La creó el médico estadounidense Robert Atkins en los años setenta. Es una dieta baja en carbohidratos y relativamente alta en proteínas y grasas. Al limitar el pan, la pasta, el azúcar y otros alimentos ricos en carbohidratos, el organismo recurre a las grasas almacenadas para obtener energía, un proceso que puede favorecer la pérdida de peso.
Las proteínas también ayudan a sentir saciedad durante más tiempo, lo que para muchas personas hace más llevadero comer menos sin pasar hambre constante.
Las cuatro fases de la dieta Atkins
Fase 1: inducción
Es la etapa más estricta. Se reduce el consumo de carbohidratos a un mínimo muy bajo al día y se priorizan proteínas, grasas saludables y verduras de hoja verde. Suele durar unas dos semanas y es cuando muchas personas notan los primeros cambios en el peso.
Fase 2: equilibrio
Se empiezan a reintroducir poco a poco algunos carbohidratos, como frutos secos, semillas y ciertas frutas y verduras. La idea es ir encontrando hasta qué punto puedes aumentar los carbohidratos sin dejar de avanzar hacia tu objetivo.
Fase 3: ajuste previo al mantenimiento
Cuando estás cerca de tu peso meta, se añade una variedad mayor de alimentos de forma gradual. El objetivo es identificar la cantidad de carbohidratos que te permite mantener el peso sin recuperarlo.
Fase 4: mantenimiento
Es la fase de por vida.

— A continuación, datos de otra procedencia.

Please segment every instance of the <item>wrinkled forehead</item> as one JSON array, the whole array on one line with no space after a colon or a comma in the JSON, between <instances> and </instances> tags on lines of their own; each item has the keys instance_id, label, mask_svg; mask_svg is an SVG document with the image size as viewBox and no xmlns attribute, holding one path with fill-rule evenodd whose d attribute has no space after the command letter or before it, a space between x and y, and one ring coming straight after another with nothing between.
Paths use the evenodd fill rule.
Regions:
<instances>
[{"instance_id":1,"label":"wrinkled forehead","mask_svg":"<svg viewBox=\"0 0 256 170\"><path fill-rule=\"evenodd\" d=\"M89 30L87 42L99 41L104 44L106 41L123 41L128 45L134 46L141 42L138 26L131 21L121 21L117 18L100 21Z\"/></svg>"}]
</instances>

Ya no se trata de una dieta estricta, sino de un estilo de alimentación sostenible en el que sabes qué alimentos te sientan bien y en qué cantidades.

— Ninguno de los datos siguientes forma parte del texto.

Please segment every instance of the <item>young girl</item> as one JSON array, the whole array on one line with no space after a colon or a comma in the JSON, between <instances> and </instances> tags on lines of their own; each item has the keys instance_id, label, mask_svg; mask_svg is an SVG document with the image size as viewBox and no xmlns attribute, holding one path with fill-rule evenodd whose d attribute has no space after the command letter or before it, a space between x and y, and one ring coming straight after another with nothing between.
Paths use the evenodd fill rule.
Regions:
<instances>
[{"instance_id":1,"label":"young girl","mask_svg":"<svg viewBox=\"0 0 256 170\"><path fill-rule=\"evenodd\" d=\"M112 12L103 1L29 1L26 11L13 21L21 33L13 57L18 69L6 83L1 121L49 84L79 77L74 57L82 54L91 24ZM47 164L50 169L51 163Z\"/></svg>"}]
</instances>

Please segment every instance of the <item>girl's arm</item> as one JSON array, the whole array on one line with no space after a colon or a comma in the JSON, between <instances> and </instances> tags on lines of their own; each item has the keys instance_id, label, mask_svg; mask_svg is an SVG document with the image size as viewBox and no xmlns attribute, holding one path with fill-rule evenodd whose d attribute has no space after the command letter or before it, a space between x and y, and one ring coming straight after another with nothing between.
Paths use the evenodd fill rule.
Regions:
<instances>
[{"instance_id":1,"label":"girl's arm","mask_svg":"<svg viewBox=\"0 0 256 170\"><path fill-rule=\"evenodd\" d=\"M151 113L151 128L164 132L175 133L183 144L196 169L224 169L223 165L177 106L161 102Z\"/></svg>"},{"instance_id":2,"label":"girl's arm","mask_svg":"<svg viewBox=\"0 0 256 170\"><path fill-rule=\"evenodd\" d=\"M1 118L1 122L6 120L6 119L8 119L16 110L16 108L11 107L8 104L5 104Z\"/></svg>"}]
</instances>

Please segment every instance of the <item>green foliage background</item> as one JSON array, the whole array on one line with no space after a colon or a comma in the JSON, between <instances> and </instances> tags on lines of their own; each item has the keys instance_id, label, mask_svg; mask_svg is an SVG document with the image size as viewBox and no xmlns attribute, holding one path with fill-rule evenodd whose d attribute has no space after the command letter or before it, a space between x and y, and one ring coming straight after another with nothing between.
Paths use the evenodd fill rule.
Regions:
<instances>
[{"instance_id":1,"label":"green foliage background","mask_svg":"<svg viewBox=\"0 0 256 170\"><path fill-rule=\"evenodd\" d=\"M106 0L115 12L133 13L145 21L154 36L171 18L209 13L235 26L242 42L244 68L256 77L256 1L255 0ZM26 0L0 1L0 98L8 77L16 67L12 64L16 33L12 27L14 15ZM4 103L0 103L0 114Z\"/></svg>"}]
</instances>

Alimentos permitidos y limitados
En general, en la dieta Atkins se da preferencia a:
- Carnes, aves y pescado
- Huevos
- Grasas saludables como el aceite de oliva y el aguacate
- Verduras bajas en carbohidratos, sobre todo las de hoja verde
- Frutos secos y semillas (a partir de las fases intermedias)
Y se limitan o se evitan, especialmente al principio:
- Azúcar y dulces
- Pan, pasta y arroz
- Alimentos muy procesados
- Algunas frutas muy dulces, sobre todo en la primera fase
Posibles beneficios y precauciones
Algunas personas que siguen este tipo de dietas bajas en carbohidratos pierden peso y notan mejoras en su relación con el azúcar y los antojos. Sin embargo, conviene tener en cuenta varios puntos importantes.

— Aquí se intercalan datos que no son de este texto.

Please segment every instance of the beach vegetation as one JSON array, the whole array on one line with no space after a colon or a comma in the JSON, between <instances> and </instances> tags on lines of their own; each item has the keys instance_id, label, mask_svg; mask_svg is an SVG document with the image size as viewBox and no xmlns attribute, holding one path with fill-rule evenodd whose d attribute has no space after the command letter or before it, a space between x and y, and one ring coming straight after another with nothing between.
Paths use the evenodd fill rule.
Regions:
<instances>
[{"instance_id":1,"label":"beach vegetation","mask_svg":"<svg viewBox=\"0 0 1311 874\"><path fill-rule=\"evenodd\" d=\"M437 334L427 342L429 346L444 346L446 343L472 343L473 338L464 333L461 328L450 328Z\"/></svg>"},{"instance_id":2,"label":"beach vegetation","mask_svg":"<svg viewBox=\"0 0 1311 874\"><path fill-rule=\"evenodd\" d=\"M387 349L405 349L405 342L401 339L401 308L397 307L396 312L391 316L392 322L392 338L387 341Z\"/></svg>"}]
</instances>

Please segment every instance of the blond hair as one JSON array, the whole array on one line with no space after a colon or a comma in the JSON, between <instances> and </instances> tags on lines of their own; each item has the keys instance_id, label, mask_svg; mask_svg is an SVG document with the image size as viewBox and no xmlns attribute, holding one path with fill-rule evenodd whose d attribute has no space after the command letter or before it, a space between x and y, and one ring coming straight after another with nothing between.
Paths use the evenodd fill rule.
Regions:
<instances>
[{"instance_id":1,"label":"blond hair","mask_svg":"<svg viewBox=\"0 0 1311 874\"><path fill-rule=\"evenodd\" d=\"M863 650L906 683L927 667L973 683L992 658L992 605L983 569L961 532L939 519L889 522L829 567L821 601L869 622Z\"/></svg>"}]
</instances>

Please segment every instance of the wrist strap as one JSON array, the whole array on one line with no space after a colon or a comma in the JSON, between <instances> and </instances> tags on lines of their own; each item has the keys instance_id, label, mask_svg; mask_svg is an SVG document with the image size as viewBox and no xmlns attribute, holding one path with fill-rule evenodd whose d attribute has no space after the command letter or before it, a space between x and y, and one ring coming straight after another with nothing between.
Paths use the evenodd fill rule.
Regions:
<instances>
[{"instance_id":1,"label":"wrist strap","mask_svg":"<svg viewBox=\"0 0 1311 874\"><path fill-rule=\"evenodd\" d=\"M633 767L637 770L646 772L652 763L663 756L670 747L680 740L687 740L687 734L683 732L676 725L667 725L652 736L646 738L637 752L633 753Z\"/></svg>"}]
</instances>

Al reducir tanto los carbohidratos es fácil dejar fuera alimentos con fibra y micronutrientes, como ciertas frutas, legumbres y cereales integrales. En las primeras semanas algunas personas sienten fatiga, dolor de cabeza o estreñimiento mientras el cuerpo se adapta.
Si tienes alguna condición de salud, como diabetes, presión alta o problemas renales, o si tomas medicación, este tipo de dieta puede no ser adecuada para ti sin supervisión. Una alimentación baja en carbohidratos puede ayudar a algunas personas a controlar su peso o su glucosa, pero no «cura» ninguna enfermedad y debe ajustarse a cada caso.
¿Es la dieta Atkins para ti?
La mejor dieta suele ser la que puedes mantener en el tiempo y que te aporta lo que tu cuerpo necesita. Si te atrae el enfoque bajo en carbohidratos, lo más sensato es empezar de forma gradual, cuidar la calidad de los alimentos y prestar atención a cómo te sientes. Antes de hacer un cambio importante en tu alimentación, lo ideal es consultarlo con un profesional que conozca tu historia.
Este artículo tiene fines únicamente informativos y no sustituye el consejo de un profesional de la salud. Consulta a tu médico o nutriólogo.